# My Husband Hates Me and My Family



## That Girl (May 18, 2012)

Hello. My husband and I were married in December 2011 after being together for 2 years. He and I have had our issues but went through therapy and were doing really really great. Then recently he keeps finding reasons to go off on me. Here are a few examples.

1. He is a Mormon and I didn't grow up in that church. He thinks that everyone in my family hates him and thinks less of him because of it. So I talked to my mom about it. I asked her if she did. She said that as long as he believes in Jesus she doesn't care that he is a Mormon. 

2. He and I got married in the court house. It was nothing fancy and only a few people attended. One person that attended (a family friend) was making it all about him. It kind of ruined the day because the attention was not on us at all. Now my older brother is getting married next week and it is a lot bigger and fancier than ours. He is upset. We both wanted to have a wedding but neither we nor my mom could afford it. Now he thinks it is my family and my fault for not having a wedding. I have tried to assure him that we didn't need all of that. I am just happy to have married the love of my life. Would I have wanted a wonderful wedding? YES. But it didn't turn out that way. 

3. He keeps saying that we treat him like a second class citizen. We don't. He is invited to everything, but never wants to go. My family members constantly try to get to know him but he rejects them. 

I don't know what to do. Recently, we have argued 3 times and each time he says he wants a divorce. I don't know what to do. If he doesn't want to be with me then I can't make him, but I don't want a divorce. I want to work it out. I don't know what else I can do or say. My family doesn't know about the discussions about divorce nor his resentment about the wedding. I don't know who to go to because I don't want to bring other people into our marriage. When he and I were having issues before I made the mistake of going and asking advice from friends and family. It only brought on more issues. 
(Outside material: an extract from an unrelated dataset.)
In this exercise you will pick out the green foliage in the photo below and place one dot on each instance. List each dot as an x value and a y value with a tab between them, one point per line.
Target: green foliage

Any advice would be appreciated.


----------



## Browncoat (Mar 25, 2012)

You two need to communicate better. I'd recommend therapy.
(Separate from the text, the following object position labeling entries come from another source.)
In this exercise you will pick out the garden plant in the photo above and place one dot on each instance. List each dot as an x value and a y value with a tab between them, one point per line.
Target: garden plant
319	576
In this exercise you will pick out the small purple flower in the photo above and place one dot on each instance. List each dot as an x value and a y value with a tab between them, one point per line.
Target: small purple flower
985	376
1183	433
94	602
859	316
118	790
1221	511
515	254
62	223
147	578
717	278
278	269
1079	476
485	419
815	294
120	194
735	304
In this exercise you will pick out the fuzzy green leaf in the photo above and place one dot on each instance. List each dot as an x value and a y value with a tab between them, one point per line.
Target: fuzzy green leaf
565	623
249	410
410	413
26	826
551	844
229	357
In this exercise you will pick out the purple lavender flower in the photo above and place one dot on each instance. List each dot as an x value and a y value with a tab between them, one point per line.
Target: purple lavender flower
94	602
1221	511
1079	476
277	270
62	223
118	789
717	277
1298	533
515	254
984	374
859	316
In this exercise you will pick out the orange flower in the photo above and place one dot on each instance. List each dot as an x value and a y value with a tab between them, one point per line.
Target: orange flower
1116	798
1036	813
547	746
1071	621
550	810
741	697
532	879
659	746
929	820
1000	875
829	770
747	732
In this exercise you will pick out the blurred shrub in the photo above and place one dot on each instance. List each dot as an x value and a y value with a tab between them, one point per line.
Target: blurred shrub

The bit about him feeling like a 2nd class citizen and you not seeing it that way. It screams to me that you aren't making him feel loved. I'd recommend you two take some time to go over the test (and possibly the book) from this site:

The 5 Love Languages | The 5 Love Languages®

Talk about what each of you really wants from the other after taking the little test (should take just a few minutes each).


----------



## That Girl (May 18, 2012)

Thank you do much for your relpy! He hasn't been letting me talk at all. He yells at me and then when I try to say anything he tells me to go away and calls me a con artist. I don't even know what that means! I really want to go to a counselor but he doesn't think he is doing anything. He thinks it is all on me. I am starting to feel like it is my fault. If I knew what to say he wouldn't get upset.

i have taken the Love languages test. I don't think he has. I will give that a try.


----------



## Browncoat (Mar 25, 2012)

That Girl said:


> Thank you do much for your relpy! He hasn't been letting me talk at all. He yells at me and then when I try to say anything he tells me to go away and calls me a con artist. I don't even know what that means! I really want to go to a counselor but he doesn't think he is doing anything. He thinks it is all on me. I am starting to feel like it is my fault. If I knew what to say he wouldn't get upset.
> 
> i have taken the Love languages test. I don't think he has. I will give that a try.
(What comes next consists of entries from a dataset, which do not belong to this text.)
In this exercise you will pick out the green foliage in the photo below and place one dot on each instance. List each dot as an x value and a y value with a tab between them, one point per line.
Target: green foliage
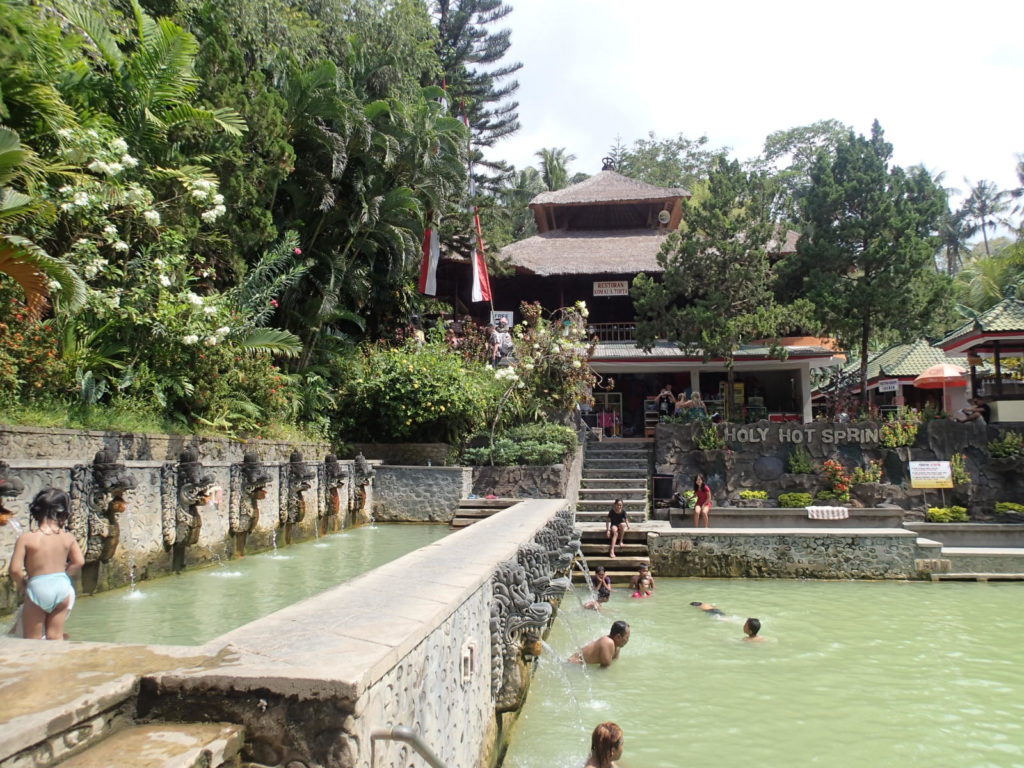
897	434
947	514
707	437
866	258
957	465
795	501
800	462
1009	508
1010	444
870	473
413	394
526	444
716	293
I'd recommend asking him to take it. Perhaps out of that test he can explain to you more fully what he means when he says he feels like a 2nd class citizen.

Communication is really the life's blood of a marriage, and he's just cutting that out completely (no him just yelling at you doesn't count).

Things that also concern me is that he seems to be fishing for things to get mad about (based on the 3 things you listed). You can't change the past, so not really sure how getting mad about how you two were married will fix anything between you two.

While he may not like how your family thinks about him, he needs to remember that your marriage is about you two. Yes family matters, but in the end you two should be first and foremost in each other's lives.

If these are the types of things he's angry about, it seems to me he's not talking about what is really bothering him. Ask him deep down to tell you what's bothering him.

When my wife and I were having a lot of problems we decided to each write down all the things that were bothering us. To list them and be loving but brutally honest.

Then we met and read over each other's lists, but the rules were that you couldn't get defensive and you had to try and empathize with the other's view point.

Then we came up with some practical ways that each of us could be a better blessing to the other.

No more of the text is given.